I attempted to execute `vm-support` script to gather the logs while opening a support case with VMware. I noticed I wasn’t able to actually finish the script, it would create the directory and hang after collecting 28k of data. `ps` output showed two incidences of support scripts running and in an Uninterruptable Sleep state (STAT code D). Also in a zombie state was ‘modprobe usb-storage’ and ‘find /proc -type f’.
Hardware is IBM HS21XM Blades. I have quite a few of these blades, of slightly different hardware models, in use. I found that every single one of the blades in one particular chassis exhibited the same behavior. Fortunately, this chassis is not in my production data center. I updated firmware and BIOS on all of the blades with no change.

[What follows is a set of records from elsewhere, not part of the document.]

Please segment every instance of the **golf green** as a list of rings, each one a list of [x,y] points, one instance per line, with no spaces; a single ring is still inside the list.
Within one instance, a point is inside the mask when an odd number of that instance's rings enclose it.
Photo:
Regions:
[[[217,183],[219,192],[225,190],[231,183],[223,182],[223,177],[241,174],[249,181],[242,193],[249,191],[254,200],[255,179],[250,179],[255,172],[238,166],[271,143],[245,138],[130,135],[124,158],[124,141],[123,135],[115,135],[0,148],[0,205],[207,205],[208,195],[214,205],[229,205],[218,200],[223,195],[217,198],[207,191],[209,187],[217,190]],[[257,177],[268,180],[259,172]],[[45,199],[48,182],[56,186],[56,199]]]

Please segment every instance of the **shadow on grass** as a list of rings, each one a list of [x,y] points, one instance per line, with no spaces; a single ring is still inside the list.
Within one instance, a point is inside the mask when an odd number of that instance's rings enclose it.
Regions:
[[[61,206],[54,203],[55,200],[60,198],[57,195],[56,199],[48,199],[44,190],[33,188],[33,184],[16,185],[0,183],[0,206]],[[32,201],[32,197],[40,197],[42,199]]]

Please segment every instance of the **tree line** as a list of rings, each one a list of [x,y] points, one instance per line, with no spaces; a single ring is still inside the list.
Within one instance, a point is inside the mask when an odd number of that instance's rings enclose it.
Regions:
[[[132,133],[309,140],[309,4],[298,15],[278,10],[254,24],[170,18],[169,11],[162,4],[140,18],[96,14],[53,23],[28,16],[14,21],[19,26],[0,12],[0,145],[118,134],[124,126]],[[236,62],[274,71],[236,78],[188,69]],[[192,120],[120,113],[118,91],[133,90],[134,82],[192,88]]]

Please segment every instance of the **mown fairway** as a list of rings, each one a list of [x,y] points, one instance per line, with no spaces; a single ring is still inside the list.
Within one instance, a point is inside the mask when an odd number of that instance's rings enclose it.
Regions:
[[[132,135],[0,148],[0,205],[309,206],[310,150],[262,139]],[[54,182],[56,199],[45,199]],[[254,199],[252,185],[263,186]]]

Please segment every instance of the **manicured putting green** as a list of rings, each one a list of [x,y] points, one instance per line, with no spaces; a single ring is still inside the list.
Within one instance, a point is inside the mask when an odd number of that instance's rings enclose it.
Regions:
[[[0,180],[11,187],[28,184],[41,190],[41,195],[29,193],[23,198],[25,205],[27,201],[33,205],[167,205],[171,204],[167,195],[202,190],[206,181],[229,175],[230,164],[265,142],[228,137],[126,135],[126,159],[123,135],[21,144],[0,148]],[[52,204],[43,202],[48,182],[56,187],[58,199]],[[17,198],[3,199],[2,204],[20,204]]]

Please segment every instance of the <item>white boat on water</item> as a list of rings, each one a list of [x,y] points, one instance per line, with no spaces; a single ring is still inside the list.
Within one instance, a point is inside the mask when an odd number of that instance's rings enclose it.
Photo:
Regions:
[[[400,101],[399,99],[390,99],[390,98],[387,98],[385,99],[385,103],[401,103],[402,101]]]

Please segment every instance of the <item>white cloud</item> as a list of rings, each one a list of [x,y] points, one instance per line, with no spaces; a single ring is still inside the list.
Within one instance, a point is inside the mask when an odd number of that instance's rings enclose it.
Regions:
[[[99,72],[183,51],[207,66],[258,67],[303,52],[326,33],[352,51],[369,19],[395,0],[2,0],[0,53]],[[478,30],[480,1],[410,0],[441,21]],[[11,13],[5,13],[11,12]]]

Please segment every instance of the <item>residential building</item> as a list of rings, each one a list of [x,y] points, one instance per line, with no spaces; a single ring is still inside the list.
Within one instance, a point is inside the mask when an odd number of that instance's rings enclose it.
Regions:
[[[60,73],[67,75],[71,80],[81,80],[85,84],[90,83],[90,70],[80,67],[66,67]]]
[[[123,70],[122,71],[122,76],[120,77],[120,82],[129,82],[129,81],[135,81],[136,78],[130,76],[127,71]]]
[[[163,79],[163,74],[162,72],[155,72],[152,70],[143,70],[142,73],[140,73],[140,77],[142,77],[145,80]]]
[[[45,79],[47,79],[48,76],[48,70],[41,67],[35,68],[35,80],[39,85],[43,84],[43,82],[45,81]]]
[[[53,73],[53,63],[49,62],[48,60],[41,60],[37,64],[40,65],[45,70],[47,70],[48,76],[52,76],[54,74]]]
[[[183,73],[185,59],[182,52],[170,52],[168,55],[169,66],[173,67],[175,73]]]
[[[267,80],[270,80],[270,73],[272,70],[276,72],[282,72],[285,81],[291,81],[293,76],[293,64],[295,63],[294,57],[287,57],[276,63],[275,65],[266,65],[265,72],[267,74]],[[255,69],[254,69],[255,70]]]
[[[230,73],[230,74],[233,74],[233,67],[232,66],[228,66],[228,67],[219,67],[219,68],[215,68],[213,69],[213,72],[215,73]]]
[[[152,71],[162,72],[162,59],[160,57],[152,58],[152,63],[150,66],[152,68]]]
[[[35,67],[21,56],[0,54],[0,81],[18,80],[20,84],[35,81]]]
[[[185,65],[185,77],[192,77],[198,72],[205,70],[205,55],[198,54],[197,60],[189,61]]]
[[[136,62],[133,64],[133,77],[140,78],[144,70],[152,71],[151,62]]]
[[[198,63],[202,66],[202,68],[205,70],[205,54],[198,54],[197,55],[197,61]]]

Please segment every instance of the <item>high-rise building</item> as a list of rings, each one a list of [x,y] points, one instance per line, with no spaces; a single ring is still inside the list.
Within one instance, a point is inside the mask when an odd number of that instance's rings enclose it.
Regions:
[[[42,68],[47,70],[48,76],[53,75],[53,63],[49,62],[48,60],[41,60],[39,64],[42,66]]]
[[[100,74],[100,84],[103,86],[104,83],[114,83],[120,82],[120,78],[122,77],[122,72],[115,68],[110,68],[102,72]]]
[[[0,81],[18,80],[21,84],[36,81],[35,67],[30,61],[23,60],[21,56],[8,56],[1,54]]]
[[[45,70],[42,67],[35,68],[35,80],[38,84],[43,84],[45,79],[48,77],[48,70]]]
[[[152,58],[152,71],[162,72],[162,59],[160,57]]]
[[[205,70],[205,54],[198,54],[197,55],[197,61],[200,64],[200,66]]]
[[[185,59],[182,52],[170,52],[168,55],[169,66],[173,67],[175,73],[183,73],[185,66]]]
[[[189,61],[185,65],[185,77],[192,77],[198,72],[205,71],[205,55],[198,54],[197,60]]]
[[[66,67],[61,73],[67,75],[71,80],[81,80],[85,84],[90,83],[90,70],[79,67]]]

I also disabled the onboard USB storage device, again with no change.
Going back to software, I started looking at the collection of zombie processes for clues. The modprobe process was zombied on all of my hosts. The find process consistently hung when attempting to execute `vm-support`. Reading the code on the support script I could see were it was collection files in /proc, this makes perfect sense. Turning towards USB, I chased down the usb-storage module and attempted to blacklist the module by creating /etc/modprobe.d/blacklist and making the blacklist entry. After reboot I found this is no longer a valid configuration, at least not in ESX. Some research turned up the gem that allowed me to not load the usb-storage module, entering the following at the end of /etc/modules.conf:
install usb-storage /bin/true
Reboot proved that this successfully blacklisted loading of the module. At this point I manually ran a `find` command in /proc and did not hang. Executing `vm-support` performed collection as expected.
Now, troubleshooting the PSOD remains but at least I have logs.
Initially VMware was suggesting this might be due to IRQ sharing as noted this a KB article. I noted that there was no large difference in the interrupt requests between cpu0 and any of the others. I did not remove reference to usb-uhci and am not experiencing any further issues.